Good words from a godly woman, who labored for the abolition of slavery, women’s rights, and the common good of all:

Christianity bears all the marks of a divine original; it came down from heaven, and its gracious purpose is to carry us up thither. Its author is God. It was foretold from the beginning, by prophecies, which grew clearer and brighter as they approached the period of their accomplishment. It was confirmed by miracles, which continued till the religion they illustrated was established. It was ratified by the blood of its Author. Its doctrines are pure, sublime, consistent. Its precepts just and holy. Its worship is spiritual. Its service reasonable, and rendered practicable by the offers of Divine aid to human weaknesses. It is sanctioned by the promise of eternal happiness to the faithful, and the threat of everlasting misery to the disobedient. It had no collusion with power, for power sought to crush it. It should not be in any league with the world, for it set out by declaring itself the enemy of the world;—it reprobated its maxims, it showed the vanity of its glories, the danger of its riches, the emptiness of its pleasures.

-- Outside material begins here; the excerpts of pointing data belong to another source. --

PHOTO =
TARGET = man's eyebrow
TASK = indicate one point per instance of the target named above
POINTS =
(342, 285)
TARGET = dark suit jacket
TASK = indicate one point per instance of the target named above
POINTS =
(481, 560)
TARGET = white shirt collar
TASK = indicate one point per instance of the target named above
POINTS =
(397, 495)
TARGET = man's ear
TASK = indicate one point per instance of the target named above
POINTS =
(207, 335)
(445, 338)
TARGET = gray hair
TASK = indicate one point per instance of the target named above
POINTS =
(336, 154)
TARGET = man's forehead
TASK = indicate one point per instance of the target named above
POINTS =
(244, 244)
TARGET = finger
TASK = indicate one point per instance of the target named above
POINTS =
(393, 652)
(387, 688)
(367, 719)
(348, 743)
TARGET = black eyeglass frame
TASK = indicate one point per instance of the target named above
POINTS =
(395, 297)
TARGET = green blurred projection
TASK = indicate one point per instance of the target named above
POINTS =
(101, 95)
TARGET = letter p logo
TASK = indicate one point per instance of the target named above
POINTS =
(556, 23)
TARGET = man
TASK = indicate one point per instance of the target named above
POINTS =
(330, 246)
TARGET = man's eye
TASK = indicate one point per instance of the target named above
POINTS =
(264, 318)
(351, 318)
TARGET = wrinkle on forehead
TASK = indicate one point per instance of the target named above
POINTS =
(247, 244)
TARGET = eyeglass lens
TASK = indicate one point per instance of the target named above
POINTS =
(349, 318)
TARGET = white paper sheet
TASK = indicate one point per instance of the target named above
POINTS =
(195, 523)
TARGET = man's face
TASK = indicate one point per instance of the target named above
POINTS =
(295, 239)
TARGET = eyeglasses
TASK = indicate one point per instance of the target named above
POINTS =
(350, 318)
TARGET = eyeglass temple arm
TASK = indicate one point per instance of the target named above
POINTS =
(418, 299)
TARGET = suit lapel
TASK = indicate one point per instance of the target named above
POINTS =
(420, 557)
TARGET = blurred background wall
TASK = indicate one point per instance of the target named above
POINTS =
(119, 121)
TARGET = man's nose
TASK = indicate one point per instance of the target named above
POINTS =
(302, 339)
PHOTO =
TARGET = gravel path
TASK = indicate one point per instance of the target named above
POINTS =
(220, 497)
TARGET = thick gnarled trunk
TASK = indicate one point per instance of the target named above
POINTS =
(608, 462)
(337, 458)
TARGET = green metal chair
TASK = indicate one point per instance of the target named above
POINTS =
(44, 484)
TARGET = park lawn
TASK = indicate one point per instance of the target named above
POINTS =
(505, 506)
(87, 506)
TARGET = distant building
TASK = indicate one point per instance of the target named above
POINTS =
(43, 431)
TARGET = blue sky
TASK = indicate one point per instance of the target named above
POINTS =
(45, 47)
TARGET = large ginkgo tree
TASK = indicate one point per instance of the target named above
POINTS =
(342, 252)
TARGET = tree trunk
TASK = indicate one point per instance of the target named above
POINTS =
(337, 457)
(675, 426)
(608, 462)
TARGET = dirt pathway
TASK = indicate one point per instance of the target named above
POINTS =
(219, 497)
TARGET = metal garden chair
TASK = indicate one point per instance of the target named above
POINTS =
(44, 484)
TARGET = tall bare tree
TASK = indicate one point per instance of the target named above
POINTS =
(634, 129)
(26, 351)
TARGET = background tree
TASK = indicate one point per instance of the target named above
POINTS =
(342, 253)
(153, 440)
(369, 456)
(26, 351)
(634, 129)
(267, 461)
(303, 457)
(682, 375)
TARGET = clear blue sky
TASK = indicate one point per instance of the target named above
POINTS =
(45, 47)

Christianity, though the most perfect rule of life that ever was devised, is far from being barely a rule of life . . . .  This religion does not consist in an external conformity to practices which, though right in themselves, may be adopted from human motives, and to answer secular purposes. It is not a religion of forms, and modes, and decencies. It is being transformed into the image of God. It is being like-minded with Christ. It is considering Him as our sanctification [how we change], as well as our redemption [the way we are rescued]. It is endeavoring to live to Him here, that we may live with Him herafter. It is desiring earnestly to surrender our will to His, our heart to the conduct of His Spirit, our live to the guidance of His Word.

“The change in the human heart, which the Scriptures declare to be necessary, they represent to be not so much an old principle improved, as a new one created; not educed out of the former character, but implanted in the new one.”

—Hannah More (1745-1833), Practical Piety: or the Influence of the Religion of the Heart on the Conduct of Life (New York: The American Tract Society, 1811), pp. 11-12, emphasis added.